1.  Que se proceda à suspensão das penas aplicadas a ambos os arguidos, pelo mesmo período, condicionada ao pagamento da prestação tributária e acréscimos legais, estabelecendo, para o efeito, um plano de pagamentos, que imponha aos arguidos M... e E... tal obrigação.
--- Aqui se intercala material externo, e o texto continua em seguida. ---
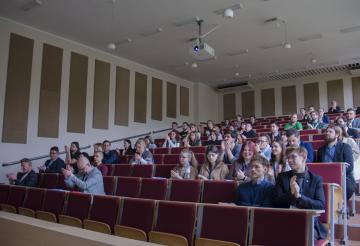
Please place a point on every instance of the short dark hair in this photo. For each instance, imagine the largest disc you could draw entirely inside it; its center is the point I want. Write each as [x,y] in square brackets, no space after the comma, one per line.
[292,132]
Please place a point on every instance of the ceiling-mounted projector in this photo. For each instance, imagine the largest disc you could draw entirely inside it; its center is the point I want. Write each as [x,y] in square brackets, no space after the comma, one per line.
[202,51]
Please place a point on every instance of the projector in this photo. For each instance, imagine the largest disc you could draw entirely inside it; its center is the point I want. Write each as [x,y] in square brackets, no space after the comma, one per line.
[202,51]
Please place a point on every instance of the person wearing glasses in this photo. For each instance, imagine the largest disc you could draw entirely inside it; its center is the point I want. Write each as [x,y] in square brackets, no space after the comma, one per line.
[54,164]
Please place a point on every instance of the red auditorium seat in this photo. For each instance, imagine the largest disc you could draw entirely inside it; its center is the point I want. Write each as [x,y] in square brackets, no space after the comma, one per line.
[109,185]
[152,188]
[185,190]
[218,191]
[163,171]
[53,205]
[122,170]
[143,171]
[103,214]
[158,159]
[15,199]
[136,219]
[171,159]
[33,202]
[128,186]
[169,212]
[77,209]
[50,180]
[225,223]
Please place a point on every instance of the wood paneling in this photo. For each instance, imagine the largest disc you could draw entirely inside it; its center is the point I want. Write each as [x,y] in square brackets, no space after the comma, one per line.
[122,96]
[50,89]
[17,92]
[77,93]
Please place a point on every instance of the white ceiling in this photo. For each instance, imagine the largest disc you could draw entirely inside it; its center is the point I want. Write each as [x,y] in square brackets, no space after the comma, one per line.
[90,22]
             Vejamos então:

O acórdão sob censura tem o seguinte teor, nos segmentos que ora nos interessam:

 (…)

I - RELATÓRIO

Nos presentes autos de processo comum com intervenção do Tribunal Colectivo o Ministério Público acusa

M...,

E...,

MIU...., com sede na

E…, Lda., com sede Imputando aos arguidos a prática de quatro crimes de fraude fiscal qualificada, na forma consumada, p. e p. pelo artº 104, ns 1 e 2, al. a) do RGIT, aprovado pela Lei nº 15/2001, de 5/6

Os arguidos M... e “MIU...” requereram a abertura da instrução e foram pronunciados pelos factos e dispositivos legais constantes da acusação.

II - FACTOS PROVADOS

Discutida a causa apurou-se o seguinte:

1. A sociedade “MIU...” encontrava-se colectada em IRC desde 11.08.2005, pela actividade de “comércio, importação, exportação e representação de produtos e equipamentos informáticos, desenvolvimento de software, consultoria e formação na área de informática” tendo cessado actividade em 31.01.2012.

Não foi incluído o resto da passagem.